Nasza Loteria SR - pasek na kartach artykułów

Po tragedii przy rozbiórce budynku po ZETO w Kielcach, sąsiedzi są wstrząśnięci. Opisują dantejskie sceny. Zobaczcie zdjęcia i film

Aleksandra Boruch
Aleksandra Boruch
Wideo
od 16 lat
Szok, niedowierzanie i strach o własne bezpieczeństwo. To co przeżywają mieszkańcy bloku przy ulicy Śniadeckich w Kielcach – bezpośrednio sąsiadującym z budynkiem po dawnym ZETO, który od paru tygodni był rozbierany, a gdzie w czwartkowe południe doszło do tragedii, w której zginął człowiek, ciężko jest opisać. Mieszkańcy twierdzą, że już wcześniej zgłaszali problem z hukiem, wstrząsami i zakurzeniem. Od dawna obawiali się, że w tym miejscu może dojść do prawdziwego dramatu...

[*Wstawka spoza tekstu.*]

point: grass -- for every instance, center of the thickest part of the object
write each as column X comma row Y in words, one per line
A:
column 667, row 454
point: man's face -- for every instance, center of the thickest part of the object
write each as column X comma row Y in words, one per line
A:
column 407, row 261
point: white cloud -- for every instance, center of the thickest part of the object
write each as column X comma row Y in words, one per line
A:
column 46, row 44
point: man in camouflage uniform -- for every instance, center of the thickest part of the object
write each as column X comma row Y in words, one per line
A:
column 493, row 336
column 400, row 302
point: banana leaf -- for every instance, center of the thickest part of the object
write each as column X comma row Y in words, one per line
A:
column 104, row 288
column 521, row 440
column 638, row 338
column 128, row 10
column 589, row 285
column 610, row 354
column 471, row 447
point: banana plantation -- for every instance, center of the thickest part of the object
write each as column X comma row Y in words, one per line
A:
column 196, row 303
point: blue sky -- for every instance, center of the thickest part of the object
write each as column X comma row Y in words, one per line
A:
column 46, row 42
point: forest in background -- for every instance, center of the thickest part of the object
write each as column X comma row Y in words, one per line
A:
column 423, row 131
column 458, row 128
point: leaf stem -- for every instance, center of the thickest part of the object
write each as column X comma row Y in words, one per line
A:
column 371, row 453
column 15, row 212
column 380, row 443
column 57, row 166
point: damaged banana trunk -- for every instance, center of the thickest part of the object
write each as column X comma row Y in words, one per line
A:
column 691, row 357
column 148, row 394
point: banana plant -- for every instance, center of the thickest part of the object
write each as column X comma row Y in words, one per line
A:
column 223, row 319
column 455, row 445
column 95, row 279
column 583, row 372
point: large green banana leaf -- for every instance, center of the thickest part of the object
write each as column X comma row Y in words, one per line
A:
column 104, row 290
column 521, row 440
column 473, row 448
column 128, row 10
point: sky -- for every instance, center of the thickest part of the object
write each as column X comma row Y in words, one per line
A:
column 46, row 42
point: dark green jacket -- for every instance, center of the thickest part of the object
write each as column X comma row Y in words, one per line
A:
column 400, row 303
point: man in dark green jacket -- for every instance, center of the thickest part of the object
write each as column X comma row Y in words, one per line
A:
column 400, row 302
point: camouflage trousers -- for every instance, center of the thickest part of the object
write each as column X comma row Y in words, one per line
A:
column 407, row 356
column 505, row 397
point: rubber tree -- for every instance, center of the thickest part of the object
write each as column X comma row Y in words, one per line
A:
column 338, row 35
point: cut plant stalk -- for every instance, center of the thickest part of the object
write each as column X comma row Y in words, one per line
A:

"Straszna tragedia i dantejskie sceny" przy ulicy Śniadeckich w Kielcach. Mieszkańcy graniczącego z ZETO bloku boją się o swoje bezpieczeństwo

Przypomnijmy, w czwartek 20 lipca w godzinach przedpołudniowych, podczas rozbiórki budynku po dawnym ZETO przy ulicy Śniadeckich w Kielcach, doszło do tragicznego wypadku! Jak przekazywali strażacy, na miejscu przewróciła się koparka, a jej operator zawisł na linach zabezpieczających. Rozpoczęła się dramatyczna akcja ratunkowa, przeszukiwanie gruzowiska, a z sąsiedniego budynku ewakuowano mieszkańców. Po godzinie 15 mężczyzna został uwolniony z lin i zdjęty na ziemię. Niestety, lekarz stwierdził zgon. Życie stracił 69-letni kielczanin. O dramacie przy Śniadeckich informowaliśmy na bieżąco.

Okoliczni mieszkańcy są wstrząśnięci. Podkreślają, że już kilkanaście dni temu, alarmowali o zagrożeniu. Mimo, że jak podkreślają - nie znają się na procedurach budowlanych, czy rozbiórkowych - to wykonywane na miejscu manewry wyglądały niezwykle niebezpiecznie. Spodziewali się, że na placu rozbiórki prędzej czy później może dojść do tragedii...

O swoje bezpieczeństwo i mienie, boją się przede wszystkim mieszkańcy bloku i klatki, w której mieszkania bezpośrednio sąsiadują z budynkiem dawnego ZETO.

Jak informują, podczas czwartkowej tragedii doszło do uszkodzenia struktury ścian - w mieszkaniach graniczących z ZETO oraz na klatce schodowej pojawiły się pęknięcia, których - jak podkreślają - wcześniej nie było.

Zobaczcie galerię zdjęć z miejsca rozbiórki w Kielcach na ulicy Śniadeckich oraz sąsiedniego bloku gdzie mieszkańcy przeżywają gehennę.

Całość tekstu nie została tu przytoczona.